Sunday, April 26, 2015

History Lessons Highlight Climate Threat to Birds

The exotic rhinoceros hornbill is one the species examined for genomic evidence about falls in bird numbers. (Image Credit: AbZahri AbAzizis via Wikimedia Commons) Click to Enlarge.
Climate change can seriously alter the numbers and the prospects for survival of the planet’s living things, according to researchers in Sweden and China.

The scientists’ findings are the result of taking a long, cool look at the big picture – rather than the still-sketchy evidence from climate change now – of what happened to bird populations during the Ice Ages.

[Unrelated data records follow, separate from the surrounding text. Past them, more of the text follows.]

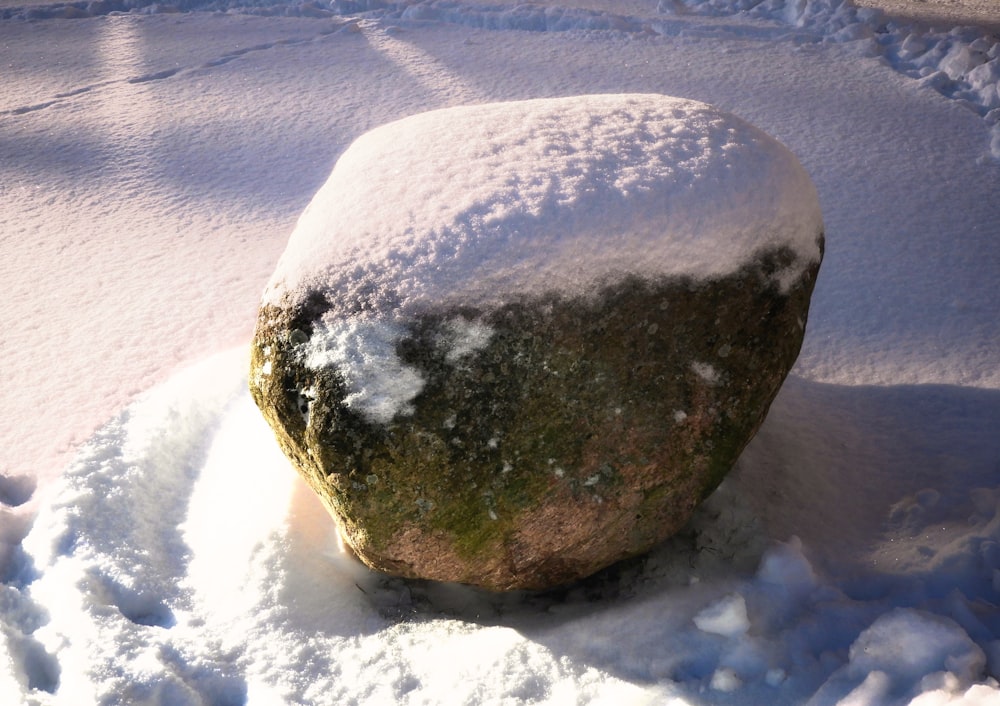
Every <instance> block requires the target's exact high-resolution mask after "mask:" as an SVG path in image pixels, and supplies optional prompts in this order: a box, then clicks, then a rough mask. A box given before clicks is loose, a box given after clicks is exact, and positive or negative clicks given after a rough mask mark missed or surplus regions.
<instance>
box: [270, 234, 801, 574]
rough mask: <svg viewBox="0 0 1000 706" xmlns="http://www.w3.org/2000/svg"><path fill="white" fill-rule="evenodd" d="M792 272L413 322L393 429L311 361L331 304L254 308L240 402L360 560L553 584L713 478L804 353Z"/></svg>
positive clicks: (399, 349) (660, 287)
mask: <svg viewBox="0 0 1000 706" xmlns="http://www.w3.org/2000/svg"><path fill="white" fill-rule="evenodd" d="M793 257H794V256H793V255H792V254H791V253H787V252H783V251H780V250H779V251H771V252H767V253H762V254H760V256H759V257H757V258H756V259H755V260H754V261H753V264H751V265H748V266H747V267H745V268H743V269H741V270H739V271H738V272H736V273H734V274H732V275H729V276H726V277H724V278H720V279H715V280H710V281H695V280H692V279H686V278H664V279H662V280H658V281H649V280H642V279H639V278H637V277H624V278H621V279H619V280H618V281H615V282H613V283H608V284H606V285H605V286H603V287H602V288H600V289H599V291H595V292H594V293H593V294H592V295H589V296H586V297H575V298H566V297H562V296H559V295H555V294H553V295H551V296H546V297H535V298H524V299H522V300H519V301H515V302H511V303H508V304H505V305H503V306H500V307H498V308H495V309H493V310H488V311H484V310H478V309H472V308H470V309H462V308H456V309H451V310H448V311H426V312H423V313H421V314H419V315H414V316H411V317H409V318H408V319H406V320H405V321H403V322H402V325H403V326H404V328H405V330H406V334H405V335H404V336H403V337H402V338H401V339H400V340H399V341H398V343H397V344H396V346H395V354H396V355H397V356H398V359H399V361H400V362H401V363H402V365H404V366H405V368H406V369H407V370H409V371H416V373H418V374H419V378H420V379H421V380H422V387H421V389H420V392H419V394H418V395H417V396H416V397H415V398H414V399H413V401H412V406H411V408H410V409H409V410H407V412H408V413H406V414H397V415H395V416H393V417H392V419H391V420H390V421H388V422H387V423H385V424H382V423H375V422H373V421H372V420H371V419H370V418H369V417H368V416H366V415H364V414H359V413H358V412H357V410H356V409H355V408H354V407H352V405H351V404H350V395H349V392H348V387H347V385H346V384H345V381H344V379H343V377H342V376H341V375H340V374H339V373H338V371H337V370H336V369H335V368H325V369H313V368H310V367H309V366H307V365H305V364H303V360H304V357H305V356H304V349H305V347H306V346H307V342H308V341H309V340H310V339H311V338H312V337H313V336H314V334H315V333H316V326H317V322H318V320H319V319H320V317H321V316H323V315H324V314H326V313H327V312H329V311H331V310H336V309H337V306H338V304H337V302H335V301H330V300H328V299H327V298H326V297H325V296H323V295H321V294H316V295H315V296H313V297H312V298H311V299H308V300H307V301H306V302H305V303H304V304H300V305H298V306H297V307H292V308H282V307H280V306H265V307H264V308H262V310H261V315H260V318H259V322H258V328H257V332H256V335H255V339H254V344H253V349H252V369H251V390H252V392H253V395H254V398H255V400H256V402H257V404H258V405H259V406H260V408H261V409H262V411H263V412H264V415H265V416H266V417H267V419H268V421H269V422H270V424H271V426H272V427H273V428H274V429H275V431H276V434H277V436H278V439H279V442H280V443H281V445H282V447H283V449H284V451H285V452H286V454H287V455H288V456H289V457H290V458H291V459H292V460H293V462H294V463H295V465H296V466H297V468H298V470H299V471H300V472H301V473H302V474H303V475H304V476H305V477H306V479H307V480H308V481H309V483H310V485H311V486H312V487H313V489H314V490H315V491H316V492H317V493H318V494H319V495H320V497H321V498H322V499H323V501H324V503H325V504H326V506H327V507H328V509H329V510H330V512H331V514H332V515H333V516H334V517H335V518H336V520H337V522H338V525H339V528H340V530H341V532H342V534H343V537H344V539H345V541H346V542H347V544H348V545H350V547H351V548H352V549H353V550H354V551H355V552H356V553H357V555H358V557H360V558H361V560H362V561H364V562H365V563H366V564H368V565H369V566H371V567H373V568H375V569H379V570H382V571H386V572H389V573H392V574H397V575H401V576H406V577H414V578H428V579H435V580H439V581H457V582H462V583H468V584H473V585H478V586H481V587H485V588H488V589H493V590H510V589H522V588H526V589H542V588H548V587H552V586H555V585H558V584H562V583H565V582H569V581H572V580H574V579H578V578H581V577H584V576H587V575H589V574H591V573H593V572H595V571H597V570H599V569H601V568H603V567H605V566H607V565H609V564H611V563H613V562H615V561H617V560H619V559H623V558H625V557H629V556H634V555H636V554H639V553H642V552H645V551H647V550H648V549H650V548H651V547H652V546H653V545H655V544H657V543H659V542H660V541H662V540H664V539H665V538H667V537H669V536H670V535H671V534H673V533H675V532H676V531H677V530H678V529H680V528H681V527H682V526H683V525H684V523H685V522H687V520H688V518H689V517H690V515H691V513H692V512H693V510H694V508H695V507H696V506H697V504H698V503H699V502H700V501H701V500H703V499H704V498H705V497H706V496H707V495H708V494H710V493H711V492H712V490H713V489H714V488H715V487H716V486H717V485H718V484H719V483H720V482H721V480H722V478H723V477H724V476H725V474H726V473H727V472H728V471H729V469H730V468H731V467H732V465H733V463H734V462H735V461H736V459H737V457H738V456H739V454H740V452H741V451H742V449H743V447H744V446H745V445H746V444H747V442H748V441H749V440H750V439H751V438H752V436H753V435H754V433H755V432H756V430H757V429H758V427H759V426H760V424H761V422H762V421H763V419H764V416H765V414H766V412H767V410H768V407H769V405H770V404H771V401H772V400H773V398H774V396H775V395H776V394H777V392H778V389H779V388H780V386H781V383H782V381H783V380H784V378H785V376H786V375H787V373H788V371H789V370H790V368H791V367H792V364H793V363H794V361H795V358H796V356H797V355H798V351H799V348H800V345H801V342H802V337H803V333H804V328H805V320H806V313H807V311H808V303H809V297H810V295H811V292H812V289H813V285H814V282H815V276H816V273H817V270H818V264H817V265H815V266H813V267H811V268H809V269H807V270H806V271H805V273H804V274H803V275H802V276H801V278H800V279H799V280H798V281H797V282H795V283H794V284H793V285H792V286H791V287H790V288H787V290H786V291H782V290H781V289H780V288H779V287H778V286H777V285H776V283H775V282H776V276H775V275H776V273H778V272H780V271H782V270H783V269H784V268H786V267H787V266H788V262H789V260H790V259H792V258H793Z"/></svg>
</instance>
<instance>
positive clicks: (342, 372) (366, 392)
mask: <svg viewBox="0 0 1000 706" xmlns="http://www.w3.org/2000/svg"><path fill="white" fill-rule="evenodd" d="M401 336H402V327H401V326H399V325H396V324H393V323H391V322H386V321H380V320H370V319H361V318H354V319H343V320H333V321H329V322H328V323H320V324H318V325H317V326H316V329H315V330H314V331H313V335H312V337H311V338H310V339H309V341H308V342H307V343H305V344H304V345H303V351H302V355H303V356H304V357H305V363H306V366H307V367H309V368H312V369H323V368H328V367H334V368H336V370H338V371H339V372H340V374H341V375H342V376H343V377H344V382H345V383H346V385H347V390H348V394H347V397H345V398H344V403H345V404H346V405H347V406H348V407H351V408H353V409H356V410H358V411H359V412H361V413H362V414H364V415H365V416H366V417H368V418H369V419H372V420H374V421H376V422H381V423H383V424H385V423H387V422H389V421H391V420H392V418H393V417H394V416H396V415H397V414H408V413H410V412H411V411H412V405H411V404H410V403H411V402H412V400H413V398H414V397H416V396H417V395H418V394H420V391H421V390H422V389H423V387H424V380H423V378H422V377H421V376H420V373H419V372H417V370H416V368H413V367H411V366H408V365H405V364H404V363H403V362H402V361H401V360H400V359H399V357H398V356H397V355H396V342H397V341H398V340H399V338H400V337H401Z"/></svg>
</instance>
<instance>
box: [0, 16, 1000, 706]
mask: <svg viewBox="0 0 1000 706" xmlns="http://www.w3.org/2000/svg"><path fill="white" fill-rule="evenodd" d="M363 4H365V5H367V4H368V3H363ZM659 4H660V5H665V3H659ZM688 4H689V5H690V7H688V6H687V4H685V5H681V4H680V3H672V4H671V7H670V8H666V7H664V8H663V9H662V11H661V10H657V8H656V7H655V6H656V5H657V3H654V2H648V3H646V2H638V1H636V0H632V1H629V2H624V1H622V2H612V1H611V0H585V1H584V0H581V1H580V2H572V0H563V1H561V2H559V1H556V2H547V3H544V4H540V3H535V4H532V5H519V4H515V3H507V4H504V3H502V2H493V0H490V1H489V2H487V1H485V0H484V1H483V2H472V1H469V2H413V3H403V4H399V5H397V4H393V3H385V4H384V7H382V8H381V9H378V8H375V9H372V10H371V11H370V12H368V13H366V14H365V15H364V16H352V17H336V16H333V17H327V18H302V17H299V18H296V17H284V16H280V17H279V16H254V15H248V14H242V13H241V12H240V11H238V10H239V8H238V7H237V6H236V4H235V3H234V4H233V6H232V7H233V8H234V9H233V11H230V12H220V13H209V12H191V13H180V14H156V13H155V12H154V11H153V10H154V9H155V8H153V6H150V7H148V8H146V12H145V13H133V14H119V15H100V16H96V17H90V18H84V19H76V20H59V19H52V17H54V16H57V15H60V14H61V15H66V14H67V13H70V10H68V9H67V7H69V6H65V5H64V6H60V7H58V8H57V7H55V6H45V5H42V6H39V5H38V4H37V3H35V4H33V5H30V6H28V4H27V3H26V6H27V7H26V9H23V10H17V11H13V10H10V11H8V10H4V11H3V12H2V13H0V17H2V18H3V19H0V47H2V50H0V51H2V52H3V61H4V65H5V66H6V67H7V69H8V71H9V75H5V79H6V80H5V81H4V83H3V87H2V88H0V195H2V197H3V199H4V208H3V209H0V239H2V243H3V252H4V258H2V259H0V281H2V282H3V283H4V287H5V293H6V296H5V298H4V301H3V304H0V328H2V330H3V332H4V333H3V336H0V358H2V359H3V360H4V365H5V368H4V372H5V377H4V384H3V385H2V386H0V408H2V409H3V412H4V420H5V424H3V425H0V446H2V448H3V449H4V454H3V456H2V459H0V503H2V506H0V703H3V704H8V703H10V704H30V705H31V706H36V705H41V706H48V705H49V704H74V705H75V704H79V703H96V704H115V703H128V704H158V705H163V706H166V705H170V706H173V705H175V704H198V703H203V704H206V703H207V704H244V703H246V704H251V705H252V706H257V705H264V706H270V705H272V704H316V705H327V704H344V703H400V704H417V703H424V704H428V703H429V704H445V703H447V704H453V703H457V704H464V703H469V704H473V703H474V704H522V703H524V704H527V703H550V704H564V703H592V704H600V703H609V704H622V703H628V704H671V705H674V706H679V705H681V704H688V705H693V704H698V705H699V706H703V705H708V704H711V705H715V704H720V705H722V704H776V705H777V706H792V705H796V706H797V705H798V704H812V705H814V706H827V705H830V706H832V705H833V704H838V703H839V704H864V705H865V706H876V705H877V706H884V705H887V704H893V705H895V704H911V705H912V706H938V705H943V704H948V705H956V704H962V705H963V706H992V705H993V704H996V703H997V702H998V700H1000V685H998V683H997V681H996V679H997V676H998V675H1000V610H998V608H997V606H998V605H1000V477H998V468H1000V467H998V461H1000V435H998V434H997V428H998V420H1000V352H998V347H997V345H996V343H997V341H998V340H1000V320H998V318H997V316H996V312H997V311H998V310H1000V291H998V289H997V288H996V286H995V282H996V281H997V274H998V273H1000V250H998V248H997V245H996V242H997V241H996V236H997V231H996V224H997V223H1000V201H998V199H997V198H996V194H997V184H1000V161H998V157H1000V147H997V146H996V144H1000V143H996V144H995V145H994V147H993V148H992V151H991V140H994V141H995V140H996V139H997V137H996V136H997V135H998V134H1000V133H998V132H997V126H996V116H995V115H994V116H993V117H992V118H991V117H990V116H991V115H992V111H995V110H996V108H995V107H994V108H990V109H989V110H987V105H988V101H989V100H992V99H991V98H990V96H992V95H994V94H993V93H991V92H990V91H991V88H992V89H995V80H994V79H995V66H993V65H992V64H991V62H993V61H995V60H996V58H997V56H996V52H997V49H996V45H997V43H996V38H995V37H994V36H992V35H990V34H989V33H988V32H986V31H984V30H981V29H976V28H966V29H960V30H952V29H950V28H944V29H940V30H938V29H928V28H926V27H922V28H915V27H909V26H907V25H906V24H905V23H900V22H897V21H888V20H885V19H884V18H881V17H878V16H877V13H870V12H869V11H868V10H856V9H855V8H853V7H852V6H850V5H847V4H844V3H839V2H834V1H829V2H828V1H825V0H807V1H806V2H795V3H791V2H789V3H786V2H781V1H773V2H772V1H771V0H768V2H764V3H747V4H746V7H741V4H740V3H739V2H732V3H726V2H721V0H720V1H718V2H713V12H714V14H711V15H709V14H703V13H701V10H703V9H706V6H705V5H695V4H694V3H688ZM347 5H348V4H347V3H344V4H343V7H346V6H347ZM372 6H373V7H374V4H372ZM4 7H7V8H9V7H10V4H9V3H8V4H6V5H4ZM92 7H93V9H94V13H97V14H100V13H99V12H98V9H99V5H97V4H94V5H93V6H92ZM320 9H321V8H320ZM667 9H669V10H670V12H667V11H666V10H667ZM675 10H683V11H684V12H683V13H678V12H675ZM743 10H745V11H743ZM264 11H267V12H271V13H272V15H274V14H278V13H280V14H287V13H289V12H293V11H294V12H299V13H300V14H301V13H304V12H307V11H308V10H307V8H306V5H305V4H296V3H285V4H281V5H275V6H272V7H270V8H268V7H265V6H262V5H261V6H258V7H257V8H255V9H253V12H264ZM80 12H83V13H84V14H86V13H87V12H89V11H87V10H80ZM404 13H408V14H409V16H411V17H414V19H405V18H403V14H404ZM29 14H30V15H31V16H33V17H36V18H37V19H35V20H33V21H25V18H26V17H27V16H28V15H29ZM417 15H420V16H421V17H422V18H423V19H416V16H417ZM956 47H958V48H956ZM991 52H992V54H993V55H992V56H991ZM949 56H950V57H951V58H950V59H948V61H947V62H946V63H945V64H944V65H942V62H943V61H944V59H945V57H949ZM980 67H986V68H980ZM949 72H951V73H949ZM960 72H964V74H963V73H960ZM952 74H954V75H952ZM991 81H993V83H992V84H991ZM619 92H627V93H633V94H651V93H653V94H667V95H679V96H684V97H688V98H691V99H695V100H698V101H702V102H705V103H709V104H712V105H716V106H719V107H720V108H721V109H723V110H725V111H728V112H731V113H733V114H737V115H740V116H742V117H744V118H746V119H747V120H748V121H749V122H751V123H753V124H755V125H758V126H759V127H760V128H761V129H762V130H764V131H766V132H767V133H769V134H772V135H774V136H775V137H776V138H777V139H779V140H780V141H781V142H782V143H783V144H785V145H787V146H788V147H789V148H790V149H791V150H792V152H794V153H795V155H796V156H797V157H798V159H799V160H800V161H801V163H802V165H803V167H804V168H805V170H806V171H808V173H809V174H810V176H811V177H812V179H813V181H814V182H815V184H816V188H817V191H818V194H819V199H820V203H821V205H822V208H823V215H824V220H825V226H826V231H827V236H828V241H827V245H828V247H827V252H826V256H825V260H824V264H823V270H822V272H821V275H820V280H819V283H818V285H817V289H816V294H815V297H814V300H813V307H812V310H811V312H810V318H809V324H808V329H807V331H806V340H805V343H804V346H803V351H802V354H801V356H800V359H799V362H798V364H797V366H796V368H795V370H794V371H793V375H792V376H791V377H790V378H789V380H788V381H787V383H786V385H785V386H784V388H783V390H782V392H781V393H780V394H779V396H778V398H777V399H776V400H775V402H774V404H773V405H772V408H771V411H770V414H769V416H768V419H767V420H766V422H765V423H764V425H763V427H762V428H761V431H760V433H759V434H758V436H757V437H756V438H755V440H754V441H753V442H752V443H751V444H750V446H748V448H747V449H746V451H745V452H744V454H743V455H742V457H741V460H740V463H739V465H738V468H737V469H736V471H735V472H734V473H733V474H732V475H731V476H730V477H729V478H727V480H726V481H725V483H723V485H722V486H721V487H720V488H719V490H718V491H717V492H716V494H715V495H713V496H712V497H711V498H710V499H709V500H708V502H707V503H706V505H705V507H704V508H703V509H702V510H701V511H699V513H698V514H697V517H696V519H695V520H694V522H693V524H692V527H691V528H690V531H689V532H686V533H684V534H682V535H681V536H679V537H678V538H676V539H675V540H672V541H671V542H668V543H667V544H666V545H664V546H663V547H662V548H659V549H657V550H656V551H654V552H652V553H651V554H650V555H649V556H648V557H646V558H645V559H644V560H643V561H639V562H633V563H629V564H626V565H624V566H622V567H619V569H618V570H617V571H616V572H614V573H611V574H607V575H605V576H603V577H600V578H597V579H595V580H594V581H591V582H588V583H585V584H583V585H581V586H578V587H574V588H572V589H569V590H567V591H566V592H563V593H557V594H554V595H548V596H525V595H511V596H491V595H484V594H482V593H479V592H475V591H470V590H468V589H464V588H462V587H457V586H438V585H427V584H420V583H408V582H404V581H399V580H392V579H386V578H384V577H380V576H377V575H374V574H372V573H370V572H368V571H367V570H366V569H363V568H362V567H361V566H360V565H358V564H357V563H356V562H355V561H353V560H352V559H350V558H349V557H348V556H346V555H345V554H344V553H343V552H342V551H341V549H340V548H339V546H338V542H337V538H336V534H335V532H334V531H333V523H332V522H331V521H330V520H329V517H328V515H327V513H326V511H325V510H324V508H323V507H322V506H321V504H320V503H319V501H318V500H317V499H316V498H315V496H314V495H313V494H312V492H311V491H310V490H309V489H308V487H307V486H306V485H305V483H304V482H303V481H301V480H300V479H299V478H298V477H297V476H296V475H295V474H294V473H293V472H292V470H291V469H290V468H289V466H288V464H287V462H286V461H285V459H284V458H283V456H282V454H281V452H280V450H279V449H278V448H277V445H276V443H275V442H274V441H273V437H272V435H271V433H270V431H269V430H268V429H267V427H266V424H265V423H264V422H263V420H262V419H261V418H260V415H259V413H258V412H257V411H256V410H255V408H254V406H253V403H252V401H251V400H250V398H249V395H248V394H247V392H246V380H245V370H246V348H247V342H248V341H249V339H250V336H251V328H252V325H253V321H254V314H255V308H256V306H257V303H258V300H259V296H260V293H261V292H262V291H263V289H264V287H265V285H266V283H267V281H268V278H269V276H270V275H271V273H272V271H273V269H274V266H275V262H276V261H277V260H278V258H279V256H280V253H281V252H282V249H283V248H284V247H285V242H286V239H287V235H288V233H290V232H291V231H292V229H293V227H294V224H295V219H296V218H297V216H298V214H299V213H301V211H302V209H303V208H304V207H305V206H306V204H307V202H308V200H309V199H310V197H311V196H312V194H314V193H315V192H316V190H317V189H318V188H320V186H321V185H322V183H323V181H324V179H326V178H327V177H328V175H329V174H330V169H331V167H332V166H333V163H334V160H335V159H336V157H337V156H338V155H339V154H341V153H342V152H343V150H345V149H346V148H347V146H348V145H350V144H351V143H352V142H353V141H354V140H355V139H356V138H357V137H358V136H360V135H362V134H363V133H365V132H366V131H368V130H369V129H371V128H374V127H376V126H378V125H382V124H386V123H391V122H392V121H394V120H398V119H400V118H403V117H405V116H407V115H413V114H416V113H421V112H423V111H427V110H433V109H437V108H445V107H450V106H455V105H459V104H469V103H487V102H495V101H513V100H522V99H529V98H554V97H558V96H568V95H583V94H595V93H619ZM459 146H460V145H459ZM375 206H381V207H382V208H383V209H384V212H385V213H386V219H387V220H391V217H390V214H391V212H392V211H393V203H392V202H391V201H389V200H383V201H381V202H380V203H379V204H375ZM463 322H464V320H463ZM465 323H468V326H466V325H465ZM454 333H455V336H454V338H451V337H449V338H448V340H443V341H442V342H441V345H442V346H443V350H446V351H451V352H454V356H455V364H456V365H461V364H462V360H463V359H464V356H466V355H474V354H475V350H476V349H477V346H479V345H481V343H483V342H485V341H487V340H488V335H489V333H488V331H486V330H479V329H477V328H476V322H473V321H468V322H464V323H458V322H456V327H455V329H454ZM360 335H364V336H368V337H370V338H371V337H378V335H379V333H378V332H377V331H363V330H362V331H361V334H360ZM338 350H340V349H338V348H337V346H336V345H332V344H331V347H330V348H329V349H328V351H327V352H328V354H331V355H333V354H338V355H339V354H344V355H346V354H348V353H349V352H350V350H351V349H350V346H349V345H347V344H346V343H345V348H344V349H343V351H341V352H340V353H336V351H338ZM390 362H391V360H390ZM403 377H404V378H405V371H404V375H403ZM356 392H358V393H359V394H361V393H364V394H369V395H370V396H369V397H367V398H366V397H364V396H361V397H358V398H357V399H358V401H359V404H361V403H362V400H368V402H366V403H369V402H370V403H371V404H372V408H373V409H380V408H379V407H378V406H377V404H376V400H378V399H381V398H380V395H383V394H384V395H385V398H384V399H387V400H389V404H390V407H392V406H397V407H398V408H403V407H405V405H406V400H407V396H406V395H407V394H408V393H402V392H400V393H399V394H397V393H396V392H393V391H390V392H389V393H384V392H380V391H378V390H374V389H373V388H371V387H370V386H368V385H367V383H366V381H365V379H364V378H359V380H358V386H357V388H356ZM680 406H681V404H680V403H678V407H680ZM677 412H678V413H683V409H678V410H677ZM677 416H679V415H675V417H677ZM70 458H72V459H73V460H72V462H71V463H68V461H69V459H70ZM558 471H559V469H553V472H558ZM741 601H742V607H741ZM744 612H745V619H744ZM699 622H700V623H701V624H702V626H709V627H715V628H717V629H716V631H711V630H708V631H706V630H704V629H702V628H701V627H699V624H698V623H699ZM744 628H745V629H744Z"/></svg>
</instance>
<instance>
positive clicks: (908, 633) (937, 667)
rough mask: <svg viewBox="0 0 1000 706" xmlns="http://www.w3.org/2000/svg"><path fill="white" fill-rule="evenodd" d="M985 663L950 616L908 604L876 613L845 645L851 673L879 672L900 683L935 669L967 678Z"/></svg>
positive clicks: (933, 670)
mask: <svg viewBox="0 0 1000 706" xmlns="http://www.w3.org/2000/svg"><path fill="white" fill-rule="evenodd" d="M985 664H986V657H985V655H984V654H983V651H982V649H980V648H979V646H977V645H976V643H975V642H973V641H972V639H971V638H970V637H969V635H968V634H967V633H966V632H965V630H963V629H962V628H961V627H960V626H959V625H958V624H957V623H955V622H954V621H952V620H950V619H948V618H944V617H942V616H939V615H933V614H930V613H924V612H922V611H918V610H914V609H912V608H896V609H894V610H892V611H890V612H889V613H886V614H885V615H883V616H881V617H880V618H879V619H878V620H876V621H875V622H874V623H873V624H872V625H871V627H869V628H868V629H867V630H865V631H864V632H863V633H861V635H860V636H859V637H858V639H857V640H856V641H855V642H854V644H853V645H851V650H850V663H849V665H848V671H849V673H850V674H852V675H854V676H858V677H861V676H864V675H867V674H869V673H872V672H884V673H886V674H888V675H889V676H890V677H891V678H892V679H893V680H896V681H900V682H902V683H907V682H913V681H916V680H918V679H919V678H920V677H921V676H922V675H925V674H931V673H934V672H939V671H948V672H952V673H953V674H955V675H956V676H958V677H959V678H960V679H962V680H964V681H966V683H968V682H970V681H971V680H972V679H974V678H975V677H978V676H979V675H980V673H981V672H982V670H983V667H984V666H985Z"/></svg>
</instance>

Krystyna Nadachowska-Brzyska and Hans Ellegren, of the Evolutionary Biology Centre at Uppsala University, and collaborators at the Beijing Institute of Genomics used a sophisticated new technique to calculate the rise and fall of population sizes of 38 species of bird during the last several million years − a period punctuated by the advance of vast sheets of ice and shorter warm interglacial periods.

Natural change
The results answer questions about how species fared during periods of natural change, in an era when human numbers were tiny and human technology insignificant.

But they also highlight the vulnerability of already-endangered bird populations during a period of change driven by global warming as a consequence of greenhouse gas emissions into the planet’s atmosphere from the widespread use of fossil fuels.